-
Fast, High Accuracy and Super Accurate models and compatibilities
The MinKNOW basecallers offer three different basecalling models: a Fast model, a High accuracy (HAC) model, and Super accurate (SUP) model.
The Fast model is designed to keep up with data generation on Oxford Nanopore devices (MinION Mk1C, GridION, PromethION). The HAC model provides a higher raw read accuracy than the Fast model and is more computationally-intensive. The Super accurate model has an even higher raw read accuracy, and is even more intensive than the HAC model.
For more information about basecalling accuracy, see the Accuracy page on the Oxford Nanopore website.
A comparison of the speed of the models is provided in the table below:
The number of keep-up flow cells assumes a 30 Gbase flow cell output in 72 hours for MinION and GridION, and 100 Gbase output in 72 hours for PromethION.
-
MinKNOW basecalling: keep-up vs catch-up
Basecalling with the Fast basecalling model can keep up with the speed of data acquisition on most nanopore platforms. High Accuracy basecalling keeps up on GridION, and with 18 flow cells on PromethION A-Series. When using the more computationally-intensive models, basecalling continues after the sequencing experiment has run to completion; any reads that have not been basecalled during the experiment will be queued and processed afterwards. This is known as “Catch-up mode”.
You therefore have two options: either to allow MinKNOW to continue in catch-up mode, or to stop the analysis and basecall the remaining reads at a later time, e.g. using stand-alone Dorado.
-
Calling modified bases
Base modifications, including 5mC, 5hmC, and 6mA for DNA and m6A for RNA, can be called from nanopore signal data. This requires the use of a designated basecalling model that is trained to identify base modifications. The simplest way to access these models is via MinKNOW on the device, or the standalone Dorado basecaller from GitHub. MinKNOW currently has models for 5mC + 5hmC (CG-context and all-context) and 6mA (all-context) for DNA, and a m6A model for RNA operating in a DRACH context. Standalone Dorado includes these models alongside other models, including 4mC + 5mC for DNA and pseudouridine for RNA. The basecalling software outputs modified base information in BAM files.
Several advanced options are also available for calling and analysing modified bases. Remora is a tool available on GitHub that provides the tools to prepare datasets, train modified base models and run simple inference. Another option is to use modkit (also available on GitHub) for post-processing base modifications after basecalling. Modkit creates summary counts of modified and unmodified bases in an extended bedMethyl format. bedMethyl files tabulate the counts of base modifications from every sequencing read over each reference genomic position.

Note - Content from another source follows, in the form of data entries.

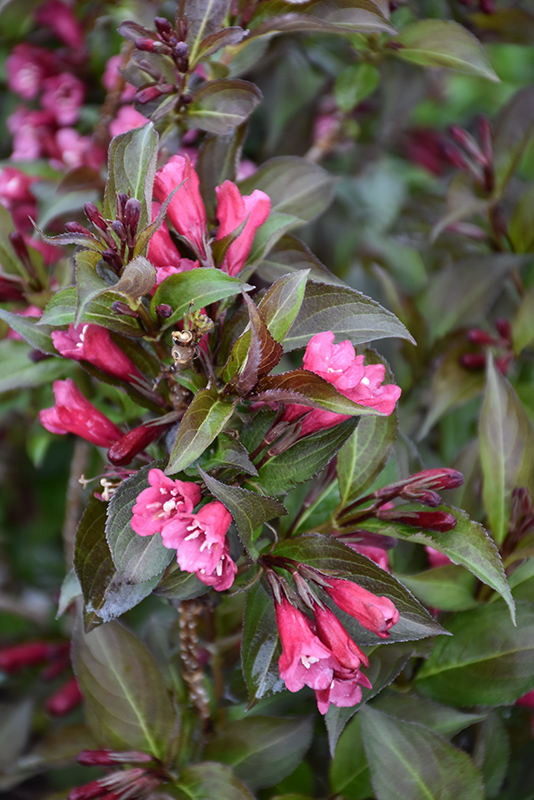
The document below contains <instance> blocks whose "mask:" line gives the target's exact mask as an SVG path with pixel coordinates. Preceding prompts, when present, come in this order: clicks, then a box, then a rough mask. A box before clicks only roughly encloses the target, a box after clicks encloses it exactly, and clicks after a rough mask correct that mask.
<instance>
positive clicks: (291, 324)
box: [258, 270, 309, 342]
mask: <svg viewBox="0 0 534 800" xmlns="http://www.w3.org/2000/svg"><path fill="white" fill-rule="evenodd" d="M308 274H309V270H300V271H299V272H293V273H291V274H290V275H285V276H284V277H283V278H280V279H279V280H277V281H275V282H274V283H273V284H272V286H270V287H269V289H268V290H267V292H266V294H265V295H264V296H263V297H262V299H261V302H260V304H259V306H258V309H259V311H260V312H261V314H262V315H263V318H264V320H265V323H266V325H267V328H268V329H269V332H270V334H271V336H273V337H274V338H275V339H276V341H277V342H283V341H284V338H285V335H286V334H287V332H288V330H289V328H290V327H291V325H292V324H293V322H294V320H295V317H296V316H297V314H298V312H299V309H300V306H301V305H302V300H303V298H304V290H305V288H306V280H307V278H308Z"/></svg>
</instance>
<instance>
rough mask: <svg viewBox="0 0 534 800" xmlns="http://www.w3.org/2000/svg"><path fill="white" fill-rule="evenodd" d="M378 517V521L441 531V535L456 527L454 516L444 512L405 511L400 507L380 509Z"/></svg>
mask: <svg viewBox="0 0 534 800" xmlns="http://www.w3.org/2000/svg"><path fill="white" fill-rule="evenodd" d="M376 516H377V517H378V519H382V520H386V521H389V522H400V523H401V524H404V525H412V526H413V527H415V528H422V529H423V530H428V531H440V532H441V533H443V532H445V531H450V530H452V529H453V528H455V527H456V519H455V518H454V517H453V516H452V514H447V513H445V512H444V511H403V507H402V506H399V507H397V508H392V509H385V510H384V509H378V511H377V512H376Z"/></svg>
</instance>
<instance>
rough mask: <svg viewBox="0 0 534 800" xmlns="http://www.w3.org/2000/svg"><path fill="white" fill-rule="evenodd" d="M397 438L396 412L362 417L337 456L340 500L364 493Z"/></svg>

If you wish to train your own all-context modified base calling models, we are now offering a limited developer release of the software tool Betta for the processing of “randomer” datasets. A randomer is a chemically synthesized oligonucleotide with a specific construct including a fixed width section of randomly inserted canonical bases. Betta provides a chemistry protocol and easy-to-use commands for generation and analysis of data from this construct design. The primary target of these pipelines is a Remora dataset for input into training a Remora modified base detection model. If you would like access to this tool, register your interest here.
-
Basecaller, consensus and variant caller model training
When developing basecalling, consensus, and variant-calling models using machine learning, Oxford Nanopore Technologies uses data from sequencing experiments. This data can be synthetic or derived from genomic sources. Model development is broken down into two broad categories: training (creating a model) and validation (showing that it works). The rest of this section will focus on training basecall models, although similar strategies apply to the other model types.

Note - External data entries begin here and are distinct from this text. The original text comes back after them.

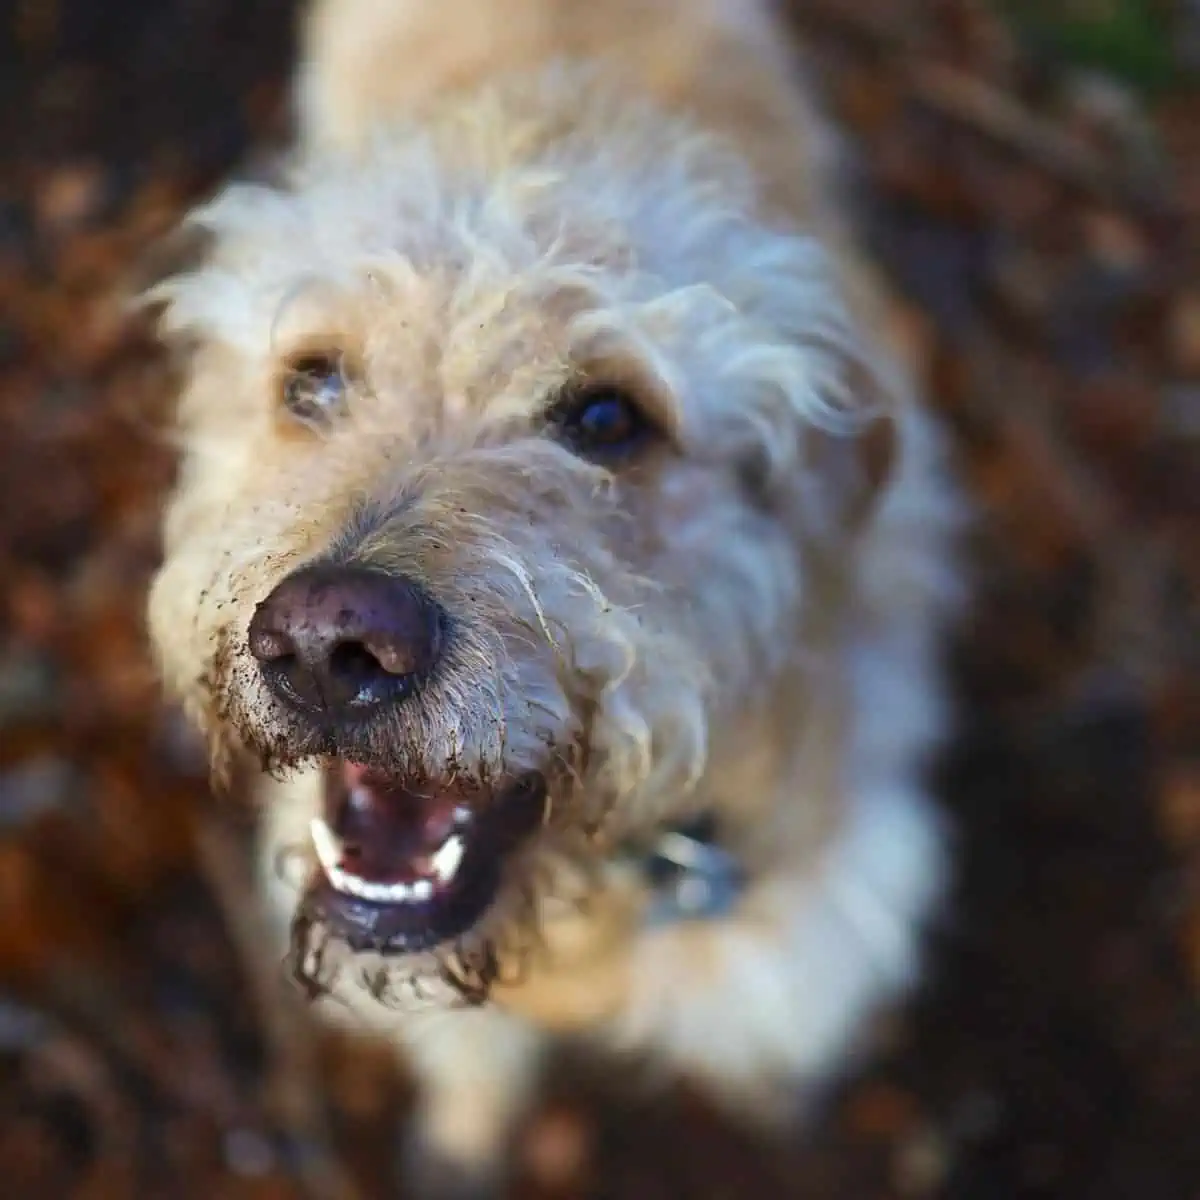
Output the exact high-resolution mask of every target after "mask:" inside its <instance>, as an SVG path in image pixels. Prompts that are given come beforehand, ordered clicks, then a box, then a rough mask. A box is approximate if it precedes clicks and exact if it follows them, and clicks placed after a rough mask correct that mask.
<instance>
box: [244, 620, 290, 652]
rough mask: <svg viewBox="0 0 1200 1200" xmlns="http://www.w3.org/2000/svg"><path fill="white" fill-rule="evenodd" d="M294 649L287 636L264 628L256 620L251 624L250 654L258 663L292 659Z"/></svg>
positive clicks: (266, 628)
mask: <svg viewBox="0 0 1200 1200" xmlns="http://www.w3.org/2000/svg"><path fill="white" fill-rule="evenodd" d="M256 617H257V614H256ZM295 649H296V648H295V642H293V640H292V638H290V637H289V636H288V635H287V634H284V632H281V631H280V630H276V629H268V628H264V626H263V625H262V624H259V623H258V622H257V620H256V622H251V625H250V653H251V654H253V655H254V658H256V659H258V661H259V662H282V660H284V659H290V658H294V656H295Z"/></svg>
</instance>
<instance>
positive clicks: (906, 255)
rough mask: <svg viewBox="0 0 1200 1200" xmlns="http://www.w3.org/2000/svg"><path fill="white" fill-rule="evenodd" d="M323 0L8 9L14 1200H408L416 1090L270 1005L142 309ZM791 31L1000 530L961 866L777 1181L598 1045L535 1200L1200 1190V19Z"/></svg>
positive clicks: (984, 651)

To train a DNA or RNA basecall model, sequencing experiments using a range of genomes are run to generate raw signal data (.pod5). This data is then prepared for training by selecting a representative subset of reads; basecalling them with Dorado; and aligning them to a ‘ground truth' reference. Once the data is prepared, the new basecall model is then trained using Bonito software, which applies machine-learning methods to fit a model to the training dataset. Various additional parameters can be set to configure the basecalling training appropriately for the sequencing condition, which are described in further detail in the Bonito documentation.
Typically, the training dataset contains raw signal data from pod5 files including samples of human, C. elegans, and ZymoBIOMICS Microbial Community Standard sequencing experiments. The data includes both PCR-amplified reads and native reads that can contain base modifications. A portion of the reads and/or genomic locations are reserved for validating the model and not included in the training dataset.
Once trained, the quality of the model is validated using reads covering genomic regions that were not included in the training dataset. Validation assesses the following parameters:
- Alignment accuracy
- % of strands that align to the reference
- Identifying strand edges and barcodes
- Specific test cases such as low complexity and homopolymer sequences
- Basecalling in and around methylation motifs
- De novo genome assembly quality
- Consensus accuracy (with and without trained polishing models)
- Short variant calling (SNPs and indels, with and without trained polishing models)
- Structural variants
If the validation meets the minimum criteria and the new model is an improvement on the currently-released models, it is then included in Oxford Nanopore's production software.